The anatomical relationship between the tumor and the eloquent cortex is pivotal as it is directly related to the amount of tumor that can be resected without permanent neurological disability.³⁴ Proximity to the eloquent cortex remains the strongest predictor for the ability to completely excise the tumor. Noneloquent cortex tumors are 11.8 times more likely to be excised than those located within the eloquent cortex; however, this was unclear in our study as about (51/98) 52.04% of the study patients had noneloquent tumors but with only (23/98) 23.5% of them having undergone near-total resection, possibly due to large size of the tumors (65.7% were ≥5 cm), and the concept of poor survival in those patients believed by many neurosurgeons.
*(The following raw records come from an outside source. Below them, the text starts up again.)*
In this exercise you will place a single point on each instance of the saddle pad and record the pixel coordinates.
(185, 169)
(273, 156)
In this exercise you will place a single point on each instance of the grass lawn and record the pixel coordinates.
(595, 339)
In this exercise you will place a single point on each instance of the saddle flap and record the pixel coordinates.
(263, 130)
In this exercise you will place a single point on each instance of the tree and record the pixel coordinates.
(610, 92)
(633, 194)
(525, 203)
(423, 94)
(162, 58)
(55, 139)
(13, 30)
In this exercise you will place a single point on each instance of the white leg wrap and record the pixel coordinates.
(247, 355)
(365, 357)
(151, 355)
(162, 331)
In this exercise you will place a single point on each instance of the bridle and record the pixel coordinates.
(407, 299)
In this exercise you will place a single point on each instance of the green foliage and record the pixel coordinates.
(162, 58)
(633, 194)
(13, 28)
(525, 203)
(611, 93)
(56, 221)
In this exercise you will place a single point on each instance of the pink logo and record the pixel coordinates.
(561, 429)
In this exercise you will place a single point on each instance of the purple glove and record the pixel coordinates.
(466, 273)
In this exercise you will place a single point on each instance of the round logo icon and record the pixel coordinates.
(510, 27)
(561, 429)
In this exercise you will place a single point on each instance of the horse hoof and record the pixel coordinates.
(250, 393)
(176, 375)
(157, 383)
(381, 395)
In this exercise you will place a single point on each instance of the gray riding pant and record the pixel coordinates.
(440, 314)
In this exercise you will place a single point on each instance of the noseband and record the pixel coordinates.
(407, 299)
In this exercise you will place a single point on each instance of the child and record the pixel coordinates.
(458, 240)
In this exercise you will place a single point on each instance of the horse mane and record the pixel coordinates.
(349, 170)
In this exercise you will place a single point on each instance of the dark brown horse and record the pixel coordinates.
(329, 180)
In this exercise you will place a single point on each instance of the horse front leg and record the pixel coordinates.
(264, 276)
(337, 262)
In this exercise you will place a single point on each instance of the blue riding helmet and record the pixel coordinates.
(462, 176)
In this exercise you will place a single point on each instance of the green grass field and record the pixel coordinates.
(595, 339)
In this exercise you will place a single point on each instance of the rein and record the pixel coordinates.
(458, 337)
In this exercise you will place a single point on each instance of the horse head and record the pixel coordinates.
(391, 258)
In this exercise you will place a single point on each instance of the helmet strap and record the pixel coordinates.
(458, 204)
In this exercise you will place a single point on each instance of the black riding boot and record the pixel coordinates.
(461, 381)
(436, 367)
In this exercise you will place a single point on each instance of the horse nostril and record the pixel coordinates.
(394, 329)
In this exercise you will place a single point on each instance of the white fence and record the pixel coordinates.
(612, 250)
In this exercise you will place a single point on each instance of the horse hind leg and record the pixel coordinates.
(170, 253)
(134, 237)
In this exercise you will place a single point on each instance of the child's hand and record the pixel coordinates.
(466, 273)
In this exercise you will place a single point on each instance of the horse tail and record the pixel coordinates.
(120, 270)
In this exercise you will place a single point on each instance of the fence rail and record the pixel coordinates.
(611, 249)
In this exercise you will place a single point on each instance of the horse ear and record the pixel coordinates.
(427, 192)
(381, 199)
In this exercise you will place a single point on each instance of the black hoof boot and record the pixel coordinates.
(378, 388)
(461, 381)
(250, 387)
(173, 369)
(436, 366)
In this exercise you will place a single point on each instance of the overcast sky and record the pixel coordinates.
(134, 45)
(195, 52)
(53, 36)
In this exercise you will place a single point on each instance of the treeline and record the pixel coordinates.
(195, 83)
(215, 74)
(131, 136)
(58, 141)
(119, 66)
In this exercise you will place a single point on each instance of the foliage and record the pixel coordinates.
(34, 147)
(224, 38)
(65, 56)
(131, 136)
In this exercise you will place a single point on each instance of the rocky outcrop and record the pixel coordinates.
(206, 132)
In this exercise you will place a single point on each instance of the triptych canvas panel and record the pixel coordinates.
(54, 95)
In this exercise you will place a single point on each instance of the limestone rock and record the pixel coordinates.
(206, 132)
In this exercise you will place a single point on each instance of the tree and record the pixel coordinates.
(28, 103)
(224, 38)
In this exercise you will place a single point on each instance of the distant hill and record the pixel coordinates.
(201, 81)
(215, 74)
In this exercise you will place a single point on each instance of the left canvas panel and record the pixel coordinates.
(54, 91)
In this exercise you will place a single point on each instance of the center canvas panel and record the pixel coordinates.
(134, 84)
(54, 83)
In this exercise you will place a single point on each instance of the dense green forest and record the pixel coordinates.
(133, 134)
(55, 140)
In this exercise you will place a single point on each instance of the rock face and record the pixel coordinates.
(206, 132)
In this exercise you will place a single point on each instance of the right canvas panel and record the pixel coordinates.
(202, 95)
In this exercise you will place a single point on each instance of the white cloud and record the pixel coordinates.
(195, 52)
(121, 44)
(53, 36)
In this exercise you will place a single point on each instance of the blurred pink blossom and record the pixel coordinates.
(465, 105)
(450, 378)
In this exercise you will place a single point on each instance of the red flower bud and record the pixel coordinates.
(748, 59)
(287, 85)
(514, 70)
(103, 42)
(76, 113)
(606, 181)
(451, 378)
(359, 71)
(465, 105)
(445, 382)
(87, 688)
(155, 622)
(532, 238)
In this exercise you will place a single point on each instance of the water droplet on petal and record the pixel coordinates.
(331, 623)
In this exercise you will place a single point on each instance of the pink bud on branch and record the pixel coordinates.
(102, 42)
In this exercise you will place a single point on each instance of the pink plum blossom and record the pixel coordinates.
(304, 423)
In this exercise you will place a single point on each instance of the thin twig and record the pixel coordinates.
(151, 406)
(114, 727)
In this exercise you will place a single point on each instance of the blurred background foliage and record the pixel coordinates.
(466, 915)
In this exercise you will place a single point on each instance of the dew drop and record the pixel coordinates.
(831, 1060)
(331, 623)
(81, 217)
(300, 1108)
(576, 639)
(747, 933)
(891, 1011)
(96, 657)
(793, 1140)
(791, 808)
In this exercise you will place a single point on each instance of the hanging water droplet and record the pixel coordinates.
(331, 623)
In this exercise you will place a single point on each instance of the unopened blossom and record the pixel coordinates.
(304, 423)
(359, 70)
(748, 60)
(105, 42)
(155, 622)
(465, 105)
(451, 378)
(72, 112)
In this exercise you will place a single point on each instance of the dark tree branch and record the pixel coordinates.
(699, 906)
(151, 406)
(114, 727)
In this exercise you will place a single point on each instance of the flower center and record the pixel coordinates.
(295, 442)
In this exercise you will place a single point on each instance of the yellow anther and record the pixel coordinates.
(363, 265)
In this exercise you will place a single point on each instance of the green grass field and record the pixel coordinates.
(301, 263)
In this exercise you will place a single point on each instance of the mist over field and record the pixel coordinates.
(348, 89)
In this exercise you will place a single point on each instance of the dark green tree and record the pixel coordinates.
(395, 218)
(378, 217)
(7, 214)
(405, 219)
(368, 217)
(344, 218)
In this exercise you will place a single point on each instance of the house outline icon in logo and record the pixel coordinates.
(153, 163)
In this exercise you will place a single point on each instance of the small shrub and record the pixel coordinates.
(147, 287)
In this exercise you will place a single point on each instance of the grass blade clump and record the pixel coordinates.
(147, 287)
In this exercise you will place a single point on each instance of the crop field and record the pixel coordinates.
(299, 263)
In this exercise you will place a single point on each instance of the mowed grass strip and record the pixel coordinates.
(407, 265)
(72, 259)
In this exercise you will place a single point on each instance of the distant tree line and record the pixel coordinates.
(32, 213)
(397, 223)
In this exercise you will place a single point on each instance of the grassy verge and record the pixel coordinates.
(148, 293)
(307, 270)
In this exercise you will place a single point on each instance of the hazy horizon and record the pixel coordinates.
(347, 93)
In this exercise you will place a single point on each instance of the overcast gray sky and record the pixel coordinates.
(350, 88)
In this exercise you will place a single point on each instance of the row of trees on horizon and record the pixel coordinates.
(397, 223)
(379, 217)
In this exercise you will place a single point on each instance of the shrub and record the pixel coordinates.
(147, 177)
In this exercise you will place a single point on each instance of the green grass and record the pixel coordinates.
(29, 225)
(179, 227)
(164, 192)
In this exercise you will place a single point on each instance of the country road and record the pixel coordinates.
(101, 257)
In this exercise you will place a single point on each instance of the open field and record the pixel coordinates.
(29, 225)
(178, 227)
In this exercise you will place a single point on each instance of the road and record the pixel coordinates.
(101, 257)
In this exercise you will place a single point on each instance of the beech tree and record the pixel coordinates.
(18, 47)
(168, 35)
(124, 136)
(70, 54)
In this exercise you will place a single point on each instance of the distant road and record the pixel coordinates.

The aggressiveness of this tumor is often reported by many oncologists in routine clinical practice, and up to 10% of GB patients discontinue the treatment due to rapid disease progression.³⁵ In this sense, the design of therapeutic strategies that aim at shortening the overall treatment time without decreasing efficacy or increasing toxicity is encouraged. Many published data demonstrated that short-course RT with concurrent TMZ and standard long-course CFRT are equivalent in terms of outcome and safety. These results have led to increased use of hypofractionated RT protocols to improve quality of life for elderly and fragile patients

Intuitively, most previous studies have focused on the utility of HFRT in elderly and frail patients, while in our study, we tried to prove the equality of HFRT in all age GBM patients to CFRT, especially for these tumors with disadvantageous radiologic characters and likely neurologic sequelae post-surgery. In this respect, Jablonska PA et al.³⁶ contemplated the use of 40 Gy/15 F as a valid option in the treatment of GBM with excellent compliance and manageable toxicities.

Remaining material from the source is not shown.